Cantine Aperte - foto F.Troccoli

Saranno 52 le Cantine Aperte dell’Umbria. Torna domenica 26 maggio l’appuntamento tradizionale con il Movimento turismo del vino, questa volta all’insegna di «A come Amicizia». Con la novità dell’Enometro con limite di 6 degustazioni a testa (il bicchiere al prezzo di 5 euro che andranno in beneficenza), si punta a battere il record di 66 mila visitatori.

Vivere slow «In Umbria il vino è, da sempre, simbolo di amicizia – spiega Filippo Antonelli, Presidente dell’Mtv Umbria -. Un tempo, quando nelle campagne si raccoglieva l’uva e si faceva il vino, parenti, amici, conoscenti si riunivano per dare una mano e, oltre al lavoro e all’impegno di fare un buon prodotto, c’era anche il piacere di ritrovarsi tutti insieme e finiva sempre con una gran festa. Con i suoi appuntamenti e con Cantine Aperte in particolare, il Movimento vuole riproporre questa atmosfera di amicizia e convivialità. Ma vuole anche far conoscere il vino, contribuire, ormai da anni, alla cultura del bere consapevole. E i risultati ci sono perché sempre più appassionati, giovani soprattutto, arrivano in cantina durante la manifestazione o con autobus e pulmini con autista o con il cosiddetto autista designato, per essere certi di non diventare un pericolo per sé e per gli altri».

Le aziende Sono 52 le cantine della regione, dislocate in tutto il territorio, dall’Alta Valle del Tevere fino a Terni e provincia, che, per l’edizione 2013, aprono le porte agli enoturisti (la lista completa a margine del comunicato). Se l’anno scorso gli wine lovers che si sono riversati in Umbria sono stati oltre 66mila, quest’anno ci si aspetta almeno di bissare il successo passato, tempo permettendo.

L’ELENCO COMPLETO DELLE CANTINE

Enometro Con questi medesimi obiettivi, è stato creato anche quello che è un po’ il simbolo di Cantine 2013 in Umbria, l’Enometro, ovvero il misuratore di degustazioni, non più di sei, che l’enoturista ha a disposizione nell’arco della giornata. Un modo simpatico per promuovere il bere consapevole nella convinzione che il piacere del vino vada gustato con cura, come un vecchio amico.

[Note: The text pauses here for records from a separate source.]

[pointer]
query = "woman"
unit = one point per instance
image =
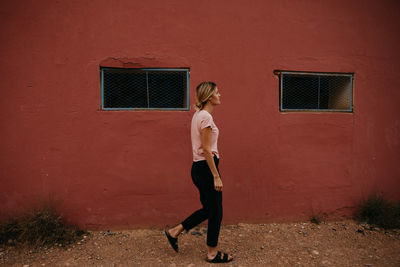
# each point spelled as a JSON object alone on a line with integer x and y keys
{"x": 205, "y": 173}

Le iniziative Molte le attività in programma per il 26 maggio: dagli happening all’aperto alle visite nei vigneti, dai safari in vigna alle cavalcate nella dolce campagna umbra, dai giochi per bambini alle visite in cantina con tanto di degustazioni e abbinamenti con i prodotti tipici del territorio per i più grandi. E ancora arte, musica, giochi per un divertimento sano, all’aria aperta, attraverso il quale conoscere meglio uno dei prodotti simbolo del made in Italy, il suo stretto legame con il territorio e la passione di chi quel prodotto lo fa da sempre. In 16 cantine, l’appuntamento è già sabato sera, 25 maggio, con ‘A tavola col vignaiolo’, occasione di incontro e di stupenda amicizia tra i sapori della cucina locale e le migliori etichette regionali.

LE INIZIATIVE CANTINA PER CANTINA

Dove si cena Ecco le cantine che organizzano la cena a base di prodotti tipici e ricette tradizionali, capaci di esaltare tutto il piacere dei vini in abbinamento: Cantina Blasi Bertanzi (Umbertide), Madrevite (Castiglione del Lago), Pucciarella (Magione), Cantine Giorgio Lungarotti, presso il raffinato ristorante dell’Hotel Le Tre Vaselle di Torgiano, Cantina Conti Faina, all’interno del Ristorante annesso La Locanda del Borgo a San Venanzo, l’Azienda agraria Chiorri (Perugia), Sasso dei Lupi (Marsciano), Cantina Baldassarri (Collazzone), Roccafiore (Todi), Tenuta San Rocco (Todi), Fongoli (Montefalco), Antonelli San Marco (Montefalco), Cantina Terre de Trinci (Foligno), Azienda agricola Tiburzi Gustavo (Montefalco), Castello delle Regine (Narni), Castello di Montegiove (Montegabbione).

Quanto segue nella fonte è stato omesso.